His colleague Steve Malanga complains that the media rarely report on the coming crisis.
“To a certain extent, I have sympathy with the media, because the media’s looking for what happens next,” Malanga says. “This is not something that’s going to happen next week.”
But the collapse is coming. Current retirees may find their pension check is cut by 10 percent or 50 percent.
“We just don’t have enough money, and the amount of money that we have to put into this is just mountainous,” Malanga says.
Neither party wants to make the tough choices involved.
“Both Democrats and Republicans have incentives to short the pension fund,” DiSalvo says. “For Democrats, if we cannot put as much in, we can free up more money for greater public spending on public programs that we think are good. If we’re Republicans, we probably want to cut taxes.”
“Ten years from now, they’re gonna have a problem,” Malanga says. “But, 10 years from now, somebody else is in office!”
Some pension plans are promises that should never have been made, but few politicians will say that. At most, they talk about making small changes to “keep our promises.”
Small changes won’t be enough.
Detroit and several California cities already ran out of money and declared bankruptcy.
“At some point, your debts are so great that you can’t afford to provide basic services to people,” Malanga says.
Instead of making cuts now to avoid crisis later, some politicians increase retirement benefits.
I assume politicians make these unsustainable promises because powerful municipal unions demand them.
“Public employee unions regularly lobby and seek to elect politicians who offer them better compensation packages. They’ve been intimately involved in the whole system from the beginning,” DiSalvo says.
But Steven Kreisberg of AFSCME, the biggest government workers union, tells me that unions didn’t create this problem. “There’s plenty of money to pay our people.”
What about the $5 trillion in unfunded liabilities?
That’s “a figure that’s used by some anti-pension zealots,” Kreisberg replied. “It’s fake news.”
But it’s the number (actually, now $6 trillion) you get if you use accounting standards that the government demands from private pension plans.
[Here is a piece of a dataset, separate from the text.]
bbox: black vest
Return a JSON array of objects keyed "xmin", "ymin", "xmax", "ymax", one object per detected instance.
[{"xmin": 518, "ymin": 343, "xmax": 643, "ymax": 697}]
Some politicians hoped that a rising stock market would fund their promises. Many assumed their investments would grow by more than 7 percent per year. Do you make that much on your savings? I don’t. Seven percent seems like wishful thinking.
Malanga and DiSalvo argue that the only honest way to fix it is to reduce benefit levels and switch to individual retirement accounts like private sector 401(k)s.
That way, instead of a promise backed by nothing more than political hot air, there’s an actual account with money in it, and people can track how well their investments do.
The politicians and union bosses, by contrast, would like to ignore the problem -- until one day, no matter what promises they’ve made, they simply won’t be able to keep them.